Did a little bass fishing with a brother in law there a few years ago...we fished rattle traps along the dam and did not too shabby. Also, there was a big cove on the right end of the dam that we fished in that we caught bass in while worming. Also, caught a few black bass bouncing spoons near the dam. Sorry, that's all I've got.


----------



## RATLTRAP (Sep 16, 2009)

I appreciate the info. Thanks!


----------



## shadslinger (Aug 21, 2005)

I fished Lake Benbrook from one to 3 times a month from the time I was 5 to when I left home for college. 
With my father, and by myself when I got older. We fished for large mouth bass 90% of the time. We would fish for anything that was biting good when LMB were slow.
WE launched at a park on the West side of the lake most of the times, first one one that side I think, coming from Fort Worth.
We would leave out of a marina and head down the lake to our right as you go out the marina. There are several coves, big and small, that held at the time lines of stick ups of small trees and weeds about a 1/4 mile from the bank. There were some coves up from the marina as well, they were also good. The lake still had a lot of standing timber then.
Fishing parallel with those lines was all ways a bass catching pattern, and tossing into the little pockets along the line. It was what we did first.
The lake had a good population of free roaming pelagic bass too. They would bust out on top water action out in front of the coves just off points like white bass.

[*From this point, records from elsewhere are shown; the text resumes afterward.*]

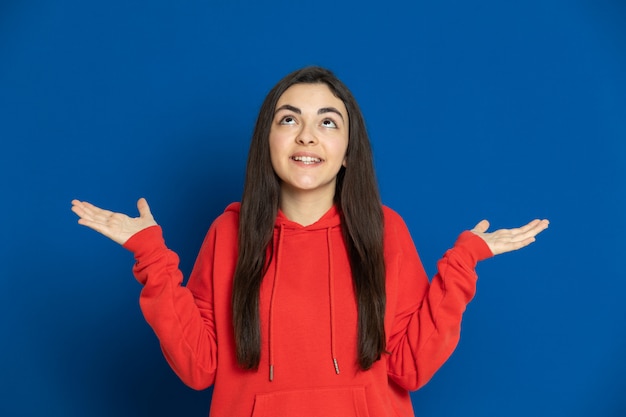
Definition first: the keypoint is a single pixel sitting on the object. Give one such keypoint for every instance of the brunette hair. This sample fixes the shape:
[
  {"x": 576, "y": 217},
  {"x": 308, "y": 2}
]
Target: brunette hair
[{"x": 360, "y": 208}]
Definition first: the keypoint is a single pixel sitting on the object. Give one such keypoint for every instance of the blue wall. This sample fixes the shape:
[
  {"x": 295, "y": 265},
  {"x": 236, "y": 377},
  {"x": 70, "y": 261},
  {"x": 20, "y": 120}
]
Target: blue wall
[{"x": 476, "y": 110}]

We used Kastmaster spoons for them, raced across the top and jigged after they went down.
We wouild troll Abrogasters, Hellbenders(with hooks), and Heddon Sonics across the long points if nothing else was working.
We eventually started using plastic worms all most exclusively as I got older.
I am sure that has all changed it was from 1960 to 1971.


----------



## ensignjason (Jan 8, 2007)

Benbrook is my home lake. I will be out there Saturday as well but fishing for hybrids and maybe crappie later on in the day. If I were you I would head in to Richardson Slough---just be VERY careful alot of dangerous trees in water 4ft to 45 ft deep there. If you head into RS there is a cover on the right (south side) that I would hit up---but I'm not much of a bass fisherman--just that is where I would start.


----------



## RATLTRAP (Sep 16, 2009)

Thanks SS and Jason for the info. If I were to look at a google earth map where would I find Richardson Slough? N S E W?


----------



## ensignjason (Jan 8, 2007)

If you are at Longhorn Park(the park near the east corner of the dam) it is the slough just south of there that heads east. The Christian school is on the north shore of the beginning of RS.


----------



## RATLTRAP (Sep 16, 2009)

Sweet! Thanks! If you see 20ft. Nitro running around with 2 guys and a girl stop and say hi.


----------



## ensignjason (Jan 8, 2007)

Cool I'm in a 17 ft Blue Wave.


----------